Mid summer, I opened the gate and let them out, some went, some stayed. I did this for two reasons. The obvious one was population explosion. The second one was that every hawk, owl, fox and ferret had discovered them. Netting was put up among other things but that didn't work either. Besides, I kept running out of zone tablets to keep the smell down.

New visitors would come down the driveway and excitedly point out, "There's a bunny! There's another one!...Hey, look at A L L those rabbits".

Campers adopted their favorite families and always were smiling when new tiny little ones would come on their decks. During the week when many campers went back to the city to work, bunnies would occupy those decks covering it with raisin like deposits. No one seemed to complain, though I was anxious. Remember the geese, (another story), I would tell myself.

Summer ended. Bunnies went beyond the hundred acre wood 'we owned, or wood that owned us' would be a better description.

Cottagers along Crowe Lake began feeding the bunnies and started taking the lucky? ones to the city. Rabbits were everywhere. It seemed like there were thousands, although that is a small exaggeration...I think.
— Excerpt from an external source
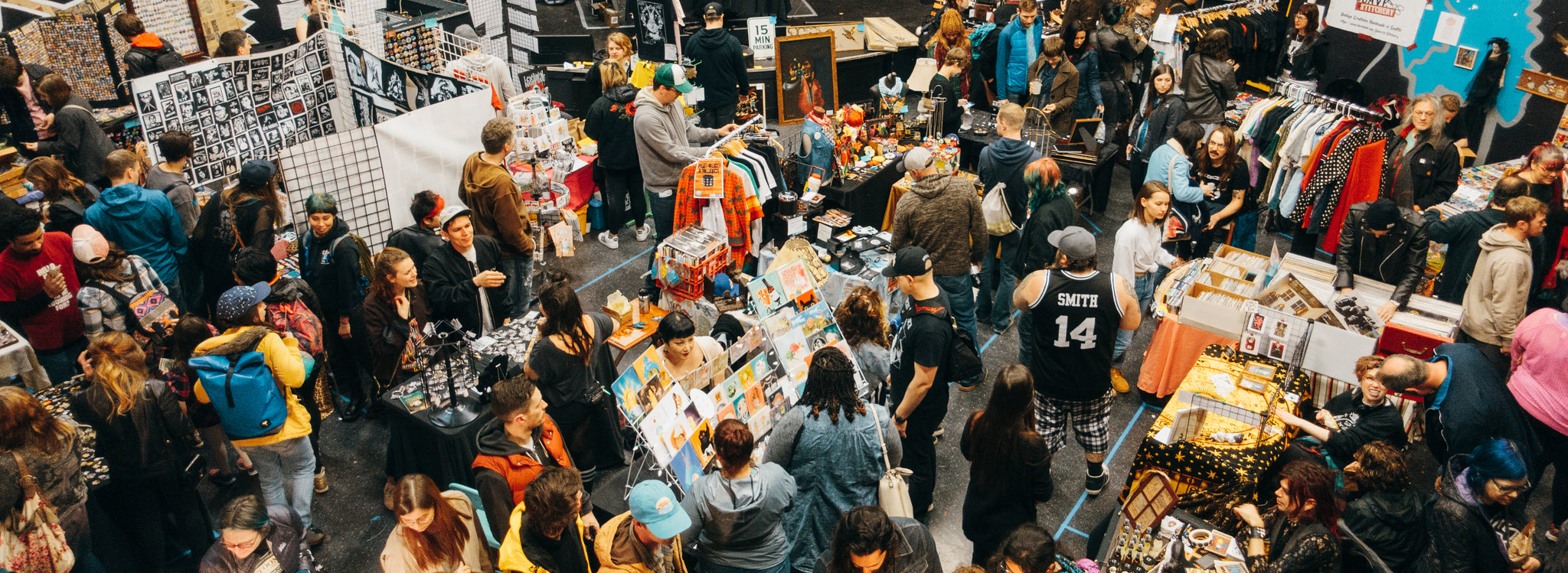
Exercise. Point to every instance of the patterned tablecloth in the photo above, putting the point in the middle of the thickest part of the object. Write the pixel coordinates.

I worried about what they would eat during the fast arriving winter months. Then, something happened. They all disappeared.

I would catch glimpse of a silver fox, a red fox, a lone wolf and once, the most beautiful snowy owl I have ever seen. The snowy owl was less beautiful once he ate my favorite flemish lop-eared rabbit.

Next year, much dismayed and always on the lookout for a survivalist of which there were few, I spotted a jackrabbit. He was a strange jackrabbit though, part wild and part tame-looking, part brown and part black and white. So I told myself a consoling story. Whenever we really don't understand, we tend to fill in the blanks with made-up stories. I'm really not alone in this.

Not able to bare the thought that I provided a 'feeding' station.......... I did find out that animals that are not meat eaters ordinarily, eat rabbits.. Foxes, true to their slyness and wit, with jump in step with bunny movements I learned, along with a host of things unsought for.. I'm digressing here.....perhaps for psychological reasons.

My self-told, half-believed story was that the rabbits headed to the woods, mated with wild rabbits thus most survived....hmmm....and a college graduate too.

Now, sometimes I will tell you about the geese, ducks, goats and lambs.